IF THE GREATER THAN/LESS THAN SYMBOL IS INCORRECT, THEN THE DCT DOES NOT APPLY

* $\frac{1}{n!}$ can be compared to 1/n²

ANSWER MUST INCLUDE

if bn converges or diverge
comparison of size of bn and an
used DCT to prove convergence/divergence

Lecture 20: Limit Comparison

Analyzes the behavior of series using the Limit Comparison Test (LCT) with a known series to determine convergence or divergence.

$\Sigma\left(a_{n}\right),\Sigma\left(b_{n}\right)$

both have only positive terms

$\lim_{n\to\infty}\frac{\left(a_{n}\right)}{\left(b_{n}\right)}$ = c

If c is positive and finite, then both series either converge or diverge together.
- the series act the same as long as c $\ge0$
It is essential to choose a comparison series $b_{n}$ that is simpler and for which the convergence is already known.
- there is no requirement that $a_{n}\le b_{n}$
answer must state that because b diverges/converges, a diverges/converges by the LCT
FOR TRIG: $b_{n}$ can be simplified as the value inside of the sine or cosine functions, this is because each trig function converges to 1 as n approaches infinity.

Lecture 21: Alternating Series

An alternating series has the form of

$\Sigma\left(-1\right)^{n}b_{n}$

Alternating Series Test (AST)

The series converges if…

$b_{n}\ge0$ for all n

{ $b_{n}$ } is decreasing
$\lim_{n\to\infty}b_{n}=0$

The alternating series test takes no specific math, only proving that the series fits all the criteria.

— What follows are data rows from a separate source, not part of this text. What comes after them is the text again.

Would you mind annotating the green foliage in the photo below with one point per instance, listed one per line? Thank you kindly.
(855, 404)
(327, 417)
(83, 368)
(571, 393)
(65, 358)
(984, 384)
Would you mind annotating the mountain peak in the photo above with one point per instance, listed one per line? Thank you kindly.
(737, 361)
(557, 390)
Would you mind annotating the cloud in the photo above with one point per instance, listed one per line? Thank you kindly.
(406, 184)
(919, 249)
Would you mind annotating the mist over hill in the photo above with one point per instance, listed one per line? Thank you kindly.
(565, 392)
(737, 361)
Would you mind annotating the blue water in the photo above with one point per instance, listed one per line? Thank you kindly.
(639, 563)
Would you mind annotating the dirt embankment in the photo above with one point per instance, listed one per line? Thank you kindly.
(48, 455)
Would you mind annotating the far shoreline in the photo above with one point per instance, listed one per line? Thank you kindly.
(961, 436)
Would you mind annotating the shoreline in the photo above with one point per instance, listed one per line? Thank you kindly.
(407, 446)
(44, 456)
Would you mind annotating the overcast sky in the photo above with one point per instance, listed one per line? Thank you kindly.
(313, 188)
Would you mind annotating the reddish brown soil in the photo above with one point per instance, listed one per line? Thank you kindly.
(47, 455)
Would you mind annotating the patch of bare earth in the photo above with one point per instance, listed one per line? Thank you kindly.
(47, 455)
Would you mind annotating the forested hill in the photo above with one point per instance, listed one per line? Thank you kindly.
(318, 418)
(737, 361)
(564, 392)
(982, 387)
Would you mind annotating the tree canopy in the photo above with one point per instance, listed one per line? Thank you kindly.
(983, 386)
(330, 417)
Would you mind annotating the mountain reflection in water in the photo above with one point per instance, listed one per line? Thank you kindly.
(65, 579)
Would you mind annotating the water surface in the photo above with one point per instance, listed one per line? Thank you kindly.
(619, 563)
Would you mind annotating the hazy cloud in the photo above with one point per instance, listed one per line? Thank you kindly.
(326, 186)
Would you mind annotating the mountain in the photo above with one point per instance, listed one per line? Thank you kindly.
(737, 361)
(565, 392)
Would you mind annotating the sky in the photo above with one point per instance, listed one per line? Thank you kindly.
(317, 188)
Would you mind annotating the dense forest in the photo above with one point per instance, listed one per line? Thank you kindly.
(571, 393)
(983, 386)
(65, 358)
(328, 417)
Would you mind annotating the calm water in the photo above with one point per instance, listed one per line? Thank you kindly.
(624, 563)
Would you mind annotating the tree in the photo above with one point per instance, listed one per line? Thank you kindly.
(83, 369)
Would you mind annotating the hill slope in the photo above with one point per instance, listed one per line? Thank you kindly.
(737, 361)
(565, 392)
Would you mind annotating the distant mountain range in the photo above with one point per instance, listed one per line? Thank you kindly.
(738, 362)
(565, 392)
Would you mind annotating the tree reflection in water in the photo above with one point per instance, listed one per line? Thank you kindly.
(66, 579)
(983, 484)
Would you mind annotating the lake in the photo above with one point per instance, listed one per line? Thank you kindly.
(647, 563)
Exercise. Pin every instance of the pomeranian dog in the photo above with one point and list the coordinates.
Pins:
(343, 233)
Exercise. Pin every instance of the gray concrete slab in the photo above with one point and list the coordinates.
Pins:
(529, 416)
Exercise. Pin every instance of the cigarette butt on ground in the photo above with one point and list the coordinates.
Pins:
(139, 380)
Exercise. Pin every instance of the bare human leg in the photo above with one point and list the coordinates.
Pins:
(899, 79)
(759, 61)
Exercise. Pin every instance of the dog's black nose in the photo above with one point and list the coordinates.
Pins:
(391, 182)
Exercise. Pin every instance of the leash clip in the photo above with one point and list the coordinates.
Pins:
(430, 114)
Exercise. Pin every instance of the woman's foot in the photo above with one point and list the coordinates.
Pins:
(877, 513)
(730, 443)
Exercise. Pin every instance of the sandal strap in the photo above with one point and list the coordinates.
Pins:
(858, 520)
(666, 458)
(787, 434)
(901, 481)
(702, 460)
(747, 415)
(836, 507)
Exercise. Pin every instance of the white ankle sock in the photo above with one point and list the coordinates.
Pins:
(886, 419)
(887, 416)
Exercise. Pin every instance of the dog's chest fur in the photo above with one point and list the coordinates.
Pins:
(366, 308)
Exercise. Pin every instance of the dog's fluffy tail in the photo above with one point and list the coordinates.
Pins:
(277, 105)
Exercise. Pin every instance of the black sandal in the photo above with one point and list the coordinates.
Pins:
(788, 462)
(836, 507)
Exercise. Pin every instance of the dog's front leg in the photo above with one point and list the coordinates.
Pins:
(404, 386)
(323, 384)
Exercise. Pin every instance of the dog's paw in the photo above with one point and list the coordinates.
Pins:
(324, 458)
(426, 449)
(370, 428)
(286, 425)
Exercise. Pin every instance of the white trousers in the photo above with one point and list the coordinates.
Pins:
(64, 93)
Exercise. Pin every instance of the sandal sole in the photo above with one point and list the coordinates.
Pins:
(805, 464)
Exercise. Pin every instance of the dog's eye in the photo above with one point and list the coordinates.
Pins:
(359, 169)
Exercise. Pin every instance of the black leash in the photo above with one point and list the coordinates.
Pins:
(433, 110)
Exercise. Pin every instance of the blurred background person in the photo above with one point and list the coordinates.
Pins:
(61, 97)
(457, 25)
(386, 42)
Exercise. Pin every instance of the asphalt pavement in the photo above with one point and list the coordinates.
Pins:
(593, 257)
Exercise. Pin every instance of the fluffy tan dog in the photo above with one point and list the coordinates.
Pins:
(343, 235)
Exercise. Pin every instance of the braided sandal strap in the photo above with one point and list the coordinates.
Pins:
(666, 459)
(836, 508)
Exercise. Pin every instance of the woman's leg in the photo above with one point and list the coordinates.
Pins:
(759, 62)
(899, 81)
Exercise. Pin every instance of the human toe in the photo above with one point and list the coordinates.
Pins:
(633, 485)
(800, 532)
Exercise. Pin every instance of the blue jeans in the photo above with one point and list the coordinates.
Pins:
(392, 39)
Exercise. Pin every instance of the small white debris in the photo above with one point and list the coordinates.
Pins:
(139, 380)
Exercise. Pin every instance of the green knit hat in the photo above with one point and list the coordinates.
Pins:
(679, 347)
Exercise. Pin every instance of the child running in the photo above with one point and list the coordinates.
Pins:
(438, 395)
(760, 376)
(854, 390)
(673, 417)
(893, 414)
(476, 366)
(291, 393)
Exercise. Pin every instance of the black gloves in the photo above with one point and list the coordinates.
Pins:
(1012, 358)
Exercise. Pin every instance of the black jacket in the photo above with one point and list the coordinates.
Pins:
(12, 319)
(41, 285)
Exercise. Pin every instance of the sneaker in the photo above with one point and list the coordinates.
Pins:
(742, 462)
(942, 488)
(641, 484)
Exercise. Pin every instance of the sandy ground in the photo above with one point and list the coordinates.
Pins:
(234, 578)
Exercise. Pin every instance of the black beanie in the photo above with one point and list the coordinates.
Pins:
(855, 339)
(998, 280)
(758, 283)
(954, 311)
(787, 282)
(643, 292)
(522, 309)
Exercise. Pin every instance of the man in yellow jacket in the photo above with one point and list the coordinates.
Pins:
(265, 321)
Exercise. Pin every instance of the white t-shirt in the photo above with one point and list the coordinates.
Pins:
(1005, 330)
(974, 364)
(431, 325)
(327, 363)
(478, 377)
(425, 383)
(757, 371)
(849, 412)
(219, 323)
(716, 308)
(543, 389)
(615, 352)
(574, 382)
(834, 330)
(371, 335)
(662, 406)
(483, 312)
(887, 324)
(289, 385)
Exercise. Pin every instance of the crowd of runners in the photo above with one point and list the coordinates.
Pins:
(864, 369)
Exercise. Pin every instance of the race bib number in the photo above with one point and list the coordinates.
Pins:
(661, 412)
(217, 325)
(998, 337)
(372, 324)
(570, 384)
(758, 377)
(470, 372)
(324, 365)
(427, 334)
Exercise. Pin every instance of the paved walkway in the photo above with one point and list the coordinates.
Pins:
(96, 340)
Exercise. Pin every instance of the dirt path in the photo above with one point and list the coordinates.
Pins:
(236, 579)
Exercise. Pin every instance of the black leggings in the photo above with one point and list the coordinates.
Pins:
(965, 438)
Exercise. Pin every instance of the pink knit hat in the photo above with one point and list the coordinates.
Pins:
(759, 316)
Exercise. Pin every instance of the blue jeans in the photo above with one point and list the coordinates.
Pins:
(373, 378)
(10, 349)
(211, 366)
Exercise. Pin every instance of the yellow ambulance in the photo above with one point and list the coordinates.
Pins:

only place for partial credit is in the limit

*ALL 3 CRITERIA MUST BE STATED AS SATISFIED OR NOT SATISFIED IN THE ANSWER

the harmonic series $\Sigma\frac{1}{n}$ diverges, but the alternating harmonic series $\Sigma\frac{\left(-1\right)^{n+1}}{n}$ converges

IMPORTANT RULE: $\Sigma a_{n}$ is absolutely convergent if $\Sigma\left\vert a_{n}\right\vert$ converges. Conversely, a series is conditionally convergent, if $\Sigma a_{n}$ converges but $\Sigma\left\vert a_{n}\right\vert$ diverges.

this rule is important to showing the convergence of a non-alternating series with positive and negative terms

Alternating Series Estimation Theorem

Let $\Sigma\left(-1\right)^{n}b_{n}$ = S (summation approaches infinity) and $S_{N=}\Sigma\left(-1\right)^{n}b_{n}$ (summation approaches N)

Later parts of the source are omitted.